Ausgrenzung ist immer als Zusammenspiel des Einzelnen und der Bezugsgruppe zu betrachten. Der Einzelne kann durch sein Verhalten von der Gruppe ausgegrenzt werden, gleichzeitig kann jedoch auch die Gruppe ein Kind bzw. dessen Verhalten als negativ oder fremd beurteilen und denjenigen ausgrenzen.

3 Konsequenzen für eine inklusive heil- und sonderpädagogische Praxis

Die Grenze zwischen Inklusion und Ausgrenzung ist oft nur sehr schmal und auf den ersten Blick kaum zu erkennen. Häufig wird Ausgrenzung erst durch das Betrachten innerpsychischer Prozesse sichtbar und kann dann in der Gruppe bzw. als Einzelperson bearbeitet werden. Sicher ist jedoch, dass längerfristige Ausgrenzungsprozesse schädlich für die Entwicklung eines Kindes sein können, ungeachtet dessen, ob ein Kind ignoriert, bewusst ausgegrenzt oder für sein Verhalten nur selten Zuschreibungen erfährt. In dieser Hinsicht ergeben sich neue bzw. veränderte Anforderungen an die Fachkräfte, die vor allem die innere Haltung und die Betrachtung von (unbewussten) innerpsychischen Prozessen betreffen. Eine gelingende inklusive Pädagogik setzt voraus, dass die Fachkräfte ein Bewusstsein dafür entwickeln, welche (unbewussten) Reaktionen ein Kind bei ihnen selbst und in seiner Umwelt auslösen kann. Um soziale Prozesse zu ermöglichen oder auch aufrecht zu erhalten, sollte bei den Fachkräften die Bereitschaft vorhanden sein, die eigene innere Haltung und emotionale Beteiligung stetig zu reflektieren. In diesem Zusammenhang muss die Fähigkeit vorhanden sein, auch auf nichtsprachlichem, empathischem Weg die Bedürfnisse eines Kindes zu interpretieren und Affekte auszuhalten und zu regulieren. So sollte auch die Institution einen angemessenen Rahmen zur gemeinsamen Reflexion bieten (vgl. Traxl; et al. 2016).
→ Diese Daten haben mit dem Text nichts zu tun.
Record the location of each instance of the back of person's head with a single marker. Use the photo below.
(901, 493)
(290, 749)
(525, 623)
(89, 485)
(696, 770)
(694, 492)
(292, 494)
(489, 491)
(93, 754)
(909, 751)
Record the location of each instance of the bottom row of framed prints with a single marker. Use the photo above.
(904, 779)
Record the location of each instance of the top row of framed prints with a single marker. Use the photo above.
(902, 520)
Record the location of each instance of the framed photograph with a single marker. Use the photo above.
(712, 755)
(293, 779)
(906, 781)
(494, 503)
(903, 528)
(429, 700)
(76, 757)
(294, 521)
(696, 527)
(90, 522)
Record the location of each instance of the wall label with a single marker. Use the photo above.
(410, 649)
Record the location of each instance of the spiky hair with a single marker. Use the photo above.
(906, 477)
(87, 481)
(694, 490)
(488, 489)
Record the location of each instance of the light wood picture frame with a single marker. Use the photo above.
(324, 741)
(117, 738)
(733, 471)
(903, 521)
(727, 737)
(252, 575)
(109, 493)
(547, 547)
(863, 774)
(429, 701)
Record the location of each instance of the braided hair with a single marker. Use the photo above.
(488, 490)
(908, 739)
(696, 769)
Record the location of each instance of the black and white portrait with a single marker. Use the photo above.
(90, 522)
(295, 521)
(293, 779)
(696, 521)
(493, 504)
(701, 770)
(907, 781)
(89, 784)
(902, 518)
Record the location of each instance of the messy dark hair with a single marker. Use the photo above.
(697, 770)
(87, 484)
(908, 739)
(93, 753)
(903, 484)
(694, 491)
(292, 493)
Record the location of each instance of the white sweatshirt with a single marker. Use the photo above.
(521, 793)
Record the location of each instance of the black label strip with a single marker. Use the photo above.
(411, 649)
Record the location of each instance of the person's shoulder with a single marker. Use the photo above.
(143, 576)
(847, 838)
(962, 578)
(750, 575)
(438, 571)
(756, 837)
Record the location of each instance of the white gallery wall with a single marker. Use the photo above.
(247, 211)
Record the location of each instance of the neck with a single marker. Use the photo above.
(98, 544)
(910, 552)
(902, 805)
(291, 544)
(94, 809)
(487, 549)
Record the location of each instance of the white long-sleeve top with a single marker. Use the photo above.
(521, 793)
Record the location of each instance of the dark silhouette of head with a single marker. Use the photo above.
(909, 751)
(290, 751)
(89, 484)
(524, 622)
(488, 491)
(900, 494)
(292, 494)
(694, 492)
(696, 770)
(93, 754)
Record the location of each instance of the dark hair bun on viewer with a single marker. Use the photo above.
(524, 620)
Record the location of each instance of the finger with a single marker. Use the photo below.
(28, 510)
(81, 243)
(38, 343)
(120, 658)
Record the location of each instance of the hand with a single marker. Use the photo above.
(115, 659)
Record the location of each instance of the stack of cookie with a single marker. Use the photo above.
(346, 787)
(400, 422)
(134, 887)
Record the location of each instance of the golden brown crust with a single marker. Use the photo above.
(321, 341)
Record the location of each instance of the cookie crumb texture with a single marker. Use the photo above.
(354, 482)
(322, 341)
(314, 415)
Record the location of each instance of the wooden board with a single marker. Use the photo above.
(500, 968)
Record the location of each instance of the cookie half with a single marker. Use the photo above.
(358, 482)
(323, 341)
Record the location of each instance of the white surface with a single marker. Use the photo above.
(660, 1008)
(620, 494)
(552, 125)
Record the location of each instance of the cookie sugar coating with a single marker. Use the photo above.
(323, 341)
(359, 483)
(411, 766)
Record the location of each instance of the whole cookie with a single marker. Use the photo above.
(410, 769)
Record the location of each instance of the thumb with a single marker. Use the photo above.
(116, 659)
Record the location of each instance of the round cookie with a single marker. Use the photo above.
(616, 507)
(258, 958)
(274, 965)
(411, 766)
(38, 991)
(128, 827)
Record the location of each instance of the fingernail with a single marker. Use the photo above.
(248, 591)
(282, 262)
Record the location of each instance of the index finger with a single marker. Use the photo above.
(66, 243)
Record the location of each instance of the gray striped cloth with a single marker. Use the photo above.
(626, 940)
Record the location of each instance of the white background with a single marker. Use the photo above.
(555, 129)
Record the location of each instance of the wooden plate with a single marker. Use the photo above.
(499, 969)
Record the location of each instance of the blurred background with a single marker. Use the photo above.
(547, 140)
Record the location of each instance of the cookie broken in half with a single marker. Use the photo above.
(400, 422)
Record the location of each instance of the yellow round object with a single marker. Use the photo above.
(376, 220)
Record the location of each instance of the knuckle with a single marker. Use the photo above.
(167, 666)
Gleichwohl stellen sich die Fachkräfte in Ich-unterstützender Funktion zur Verfügung und bieten emotionalen Halt, ohne die professionelle Haltung aufzugeben. Dies kann immer dann besonders herausfordernd sein, wenn Kinder in ihrer Umwelt oder in den Fachkräften negative Affekte z.B. Ekel, Angst, Wut oder Wertlosigkeit auslösen. Diese Prozesse verlaufen häufig unbewusst und können zur Folge haben, sich innerlich von dem Kind und seiner Förderung distanzieren zu wollen. Besonders in der Arbeit mit Kindern mit erhöhtem Förderbedarf geraten Fachkräfte häufig an ihre Grenzen, da ihr alltagspraktisches und berufliches Wissen hier oftmals nicht greifen und zudem Gefühle von Hilflosigkeit und Inkompetenz ausgelöst werden können. Inklusives Handeln zeichnet sich somit auch dadurch aus, dass Fachkräfte bereit dazu sind, ihre unbewussten Einstellungen stetig zu reflektieren und sich so auch möglicherweise in einen Konflikt der eigenen Gefühle und des Selbstbildes zu begeben (vgl. Trippel 2010).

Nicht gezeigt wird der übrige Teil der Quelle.